Lord Nicholls set out the policy objections raised against finding a duty of care and found them not persuasive:
So the question which arises, and cannot be shirked, is whether teachers owe duties of care to all their pupils in respect of the way they discharge their teaching
responsibilities. …
I can see no escape from the conclusion that teachers do, indeed, owe such duties. The principal objection raised to this conclusion is the spectre of a rash of "gold- digging" actions brought on behalf of under-achieving children by discontented parents, perhaps years after the events complained of. If teachers are liable,
education authorities will be vicariously liable, since the negligent acts or omissions were committed in the course of the teachers' employment. So, it is said, the limited resources of education authorities and the time of teaching staff will be diverted away from teaching and into defending unmeritorious legal claims. Further, schools will have to prepare and keep full records, lest they be unable to rebut negligence allegations, brought out of the blue years later. For one or more of these reasons, the overall standard of education given to children is likely to suffer if a legal duty of care were held to exist.
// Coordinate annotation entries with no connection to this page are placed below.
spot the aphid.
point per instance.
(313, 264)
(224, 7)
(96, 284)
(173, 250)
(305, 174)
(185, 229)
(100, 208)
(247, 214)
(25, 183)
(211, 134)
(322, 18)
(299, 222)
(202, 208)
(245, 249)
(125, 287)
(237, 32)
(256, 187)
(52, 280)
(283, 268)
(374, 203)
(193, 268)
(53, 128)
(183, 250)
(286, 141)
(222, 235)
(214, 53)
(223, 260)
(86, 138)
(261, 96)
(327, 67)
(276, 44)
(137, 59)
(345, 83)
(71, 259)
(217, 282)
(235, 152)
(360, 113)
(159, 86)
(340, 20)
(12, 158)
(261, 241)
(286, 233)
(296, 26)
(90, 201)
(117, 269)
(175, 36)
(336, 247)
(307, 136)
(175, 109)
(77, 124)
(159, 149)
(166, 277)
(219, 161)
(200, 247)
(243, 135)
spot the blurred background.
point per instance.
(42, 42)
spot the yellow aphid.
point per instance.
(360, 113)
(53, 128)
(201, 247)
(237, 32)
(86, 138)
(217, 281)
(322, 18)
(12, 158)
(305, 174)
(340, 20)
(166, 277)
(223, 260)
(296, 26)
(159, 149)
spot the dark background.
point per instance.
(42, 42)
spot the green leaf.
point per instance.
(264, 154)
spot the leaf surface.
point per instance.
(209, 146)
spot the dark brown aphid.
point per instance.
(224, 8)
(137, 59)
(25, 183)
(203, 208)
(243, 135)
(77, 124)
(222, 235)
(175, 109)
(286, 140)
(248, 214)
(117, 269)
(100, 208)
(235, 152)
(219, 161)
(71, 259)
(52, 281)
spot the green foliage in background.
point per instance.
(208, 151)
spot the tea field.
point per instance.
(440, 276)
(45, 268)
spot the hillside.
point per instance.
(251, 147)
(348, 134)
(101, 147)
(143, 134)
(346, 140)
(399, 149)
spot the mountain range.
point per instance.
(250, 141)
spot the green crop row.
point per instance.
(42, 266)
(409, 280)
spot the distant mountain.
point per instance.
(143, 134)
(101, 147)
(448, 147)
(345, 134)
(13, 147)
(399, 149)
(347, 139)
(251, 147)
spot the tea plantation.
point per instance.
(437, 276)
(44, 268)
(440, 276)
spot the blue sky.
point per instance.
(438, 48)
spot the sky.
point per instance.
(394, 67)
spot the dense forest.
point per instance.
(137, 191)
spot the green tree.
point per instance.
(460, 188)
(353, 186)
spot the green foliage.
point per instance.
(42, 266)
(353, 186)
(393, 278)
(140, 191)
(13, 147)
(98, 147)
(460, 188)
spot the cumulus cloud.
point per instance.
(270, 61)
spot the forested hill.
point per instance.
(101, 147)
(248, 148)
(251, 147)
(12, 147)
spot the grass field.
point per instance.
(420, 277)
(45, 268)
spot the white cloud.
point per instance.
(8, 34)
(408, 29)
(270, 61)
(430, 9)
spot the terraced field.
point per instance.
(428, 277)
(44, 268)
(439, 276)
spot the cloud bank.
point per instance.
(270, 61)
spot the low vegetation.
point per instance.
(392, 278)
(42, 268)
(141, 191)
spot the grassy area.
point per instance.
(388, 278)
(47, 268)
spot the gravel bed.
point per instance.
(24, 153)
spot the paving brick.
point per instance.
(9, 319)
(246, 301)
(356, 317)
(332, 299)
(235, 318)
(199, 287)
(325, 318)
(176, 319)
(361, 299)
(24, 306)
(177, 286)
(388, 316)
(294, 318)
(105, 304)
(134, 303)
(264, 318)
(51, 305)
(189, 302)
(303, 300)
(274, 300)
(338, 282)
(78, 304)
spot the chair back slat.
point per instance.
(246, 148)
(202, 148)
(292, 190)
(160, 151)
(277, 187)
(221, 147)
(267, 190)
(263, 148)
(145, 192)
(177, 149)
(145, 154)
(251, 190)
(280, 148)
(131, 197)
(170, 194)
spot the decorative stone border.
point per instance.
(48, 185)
I am not persuaded by these fears. I do not think they provide sufficient reason for treating work in the classroom as territory which the courts must never enter.257 However, his Lordship narrowed the liability to ‘manifest incompetence or negligence comprising specific, identifiable mistakes’258
such as teaching the wrong syllabus for an external examination. He stated that the existence of a duty of care owed by teachers to their pupils was not to open the door to claims based on failure to provide an adequate education, poor quality of teaching or providing ‘a basis on which generalised "educational
malpractice" claims can be mounted.’259
His Lordship outlined the problems of causation:
Proof of under-performance by a child is not by itself evidence of negligent
teaching. There are many, many reasons for under-performance. A child's ability to learn from what he is taught is much affected by a host of factors which are personal to him and over which a school has no control. Emotional stress and the home environment are two examples. Even within a school, there are many reasons other than professional negligence. Some teachers are better at communicating and stimulating interest than others, but that is a far cry from negligence.260
257 [2001] 2 AC 619, 667. 258 [2001] 2 AC 619, 667. 259 Ibid 667-668. 260 Ibid 668.
Lord Clyde stated the policy reason in favour of permitting a cause of action in educational negligence - that it is in the interest of the country that its citizens should have the
knowledge, skill and ability to play their respective parts in society competently and with such qualifications as they may be able to develop. Hence teachers should observe high standards as an essential contribution to the future well-being of the nation.261 His Lordship observed that whereas the question of teachers’ duty of care applies most acutely to children with special needs nevertheless the scope of the problem potentially relates to anyone undergoing a course of education.262 Concurring with Lord Nicholls, Lord Clyde did not believe that recognition of a claim in educational negligence would lead to a flood of claims which would overwhelm school authorities,263 nor would it promote defensive performance of teachers’ duties. On the contrary, he felt the action would secure high standards. His Lordship saw the answer to a fear of a flood of claims in the Bolam standard264 which allowed for distinct but respectable opinions on matters of educational method and practice.